Georg Etscheit / 19.09.2021 / 12:00 / Foto: Pixabay / 35 / Seite ausdrucken

Cancel Cuisine: Die weiße Speise

Das Weißessen, französisch „Blanc-manger“ ist eine der ältesten Speisen überhaupt. Der Name leitet sich von den wichtigsten Zutaten ab, die alle weiß sind: Hühnerfleisch, Reis, Zucker, Salz und, vor allem, Mandelmilch. Letztere verweist auf ihre mutmaßlich orientalische Herkunft. Es gehört zu einem der Merkmale der arabischen Küche, Fleischgerichte auch süß zuzubereiten. In der Türkei etwa gibt es bis heute einen himmlischen Hühnerbrust-Pudding, der Tavuk göğsü– übersetzt „Hühnerbrust“ – heißt, die vielleicht berühmteste Süßspeise des Landes.

Der Legende nach wurde das Gericht in den Küchen des Istanbuler Topkapi-Palasts erfunden, der Residenz der osmanischen Herrscher. Mitten in der Nacht wollte der Sultan, so die Geschichte, plötzlich etwas Süßes essen. Die Köche hatten aber nur noch Hühnchen in der Küche und da keiner es wagte, dem Herrscher einen Wunsch abzuschlagen, bereiteten sie kurzerhand ein Dessert daraus. Mandelmilch gehört in diesem Fall nicht zu den benötigten Ingredienzen.

Ursprünglich war das Weißessen allerdings kein Dessert, sondern ein Haupt- oder Beigericht. Unter dem Namen „blamensier“ taucht es bereits im ältesten deutschsprachigen Kochbuch auf, dem im 14. Jahrhundert erschienenen „buoch von guoter spise“. Die Zutaten: Hühnchen, Speck, Reis, Mandelmilch, Wasser, Zucker, Salz, Ingwer und weißer Pfeffer. Mittelalterfreaks haben zahlreiche Fundstellen für dieses Gericht in alten Kochbüchern aufgespürt und im Internet veröffentlicht.

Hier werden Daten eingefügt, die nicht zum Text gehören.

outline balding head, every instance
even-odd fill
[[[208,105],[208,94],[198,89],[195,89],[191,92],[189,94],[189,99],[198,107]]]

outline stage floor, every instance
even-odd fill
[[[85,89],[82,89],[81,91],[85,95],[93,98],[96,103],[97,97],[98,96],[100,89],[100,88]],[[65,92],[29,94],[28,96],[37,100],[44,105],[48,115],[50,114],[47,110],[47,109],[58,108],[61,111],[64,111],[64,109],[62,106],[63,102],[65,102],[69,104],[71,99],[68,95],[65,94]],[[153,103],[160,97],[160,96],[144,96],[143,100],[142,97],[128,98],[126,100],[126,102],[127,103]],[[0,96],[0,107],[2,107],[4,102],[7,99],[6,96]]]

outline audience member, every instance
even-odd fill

Vor der Leckerei steht ein Haufen Arbeit

Mit der Zeit verengte sich der Begriff des Blanc-manger auf eine Süßspeise, die Mandelsulz. Sie erinnert in ihrer gallertartigen, bleichen Anmutung ein wenig an das italienische Modedessert Panna Cotta, wobei die weiße Farbe hier von der Mandelmilch, nicht von der Sahne, stammt. Auguste Escoffier beklagte schon zu Beginn des 20. Jahrhunderts, dass diese Speise nur noch selten zubereitet werde, obwohl sie eine der besten sei. Paul Bocuse zollte ihr aber noch Referenz in seinem 1976 erschienenen „Kochkunstbuch“, in der er dem Blanc-manger vulgo Mandelsulz eine halbe Seite widmet. Sie sei zwar typisch für die alte, klassische Küche, schreibt der Meister, gehöre aber trotzdem zu den „köstlichsten Leckereien, die man sich ausdenken kann“.

Doch vor der Leckerei steht, wie immer bei Bocuse, ein Haufen Arbeit. Denn Bocuse erstand seine Mandelmilch natürlich nicht im Bioladen um die Ecke, sondern stellte sie selbst her. Dazu muss man 250 Gramm Mandeln nach kurzem Aufkochen in heißem Wasser zunächst aus der braunen Schale pressen. Wenn man dies unterlässt, erhält man kein Blanc-manger sondern ein Brune-manger und ruft möglicherweise die Antifa auf den Plan. Hernach werden die Mandeln eine halbe Stunde in kaltem Wasser eingeweicht, bevor man sie im Mörser zerstößt und, durch Beigabe von etwas Wasser und Sahne (!), zu einer Paste verarbeitet. Diese Paste muss dann etwas mühevoll durch ein festes Tuch gepresst werden.

Das Ergebnis ist eine relativ kleine Menge einer köstlichen, milchig-weißen Emulsion. Diese wird mit Zucker abgeschmeckt und mit in erwärmter Mandelmilch aufgelöster Gelatine gebunden, bevor man in die langsam anziehende Masse sehr steif geschlagene und ebenfalls gezuckerte Sahne unterhebt. Dazu kann man, wie zu einer Bayerischen Creme, verschiedene Fruchtsoßen reichen, etwa Himbeersoße, aber auch Soßen, die mit Schokolade oder Kaffee aromatisiert worden sind.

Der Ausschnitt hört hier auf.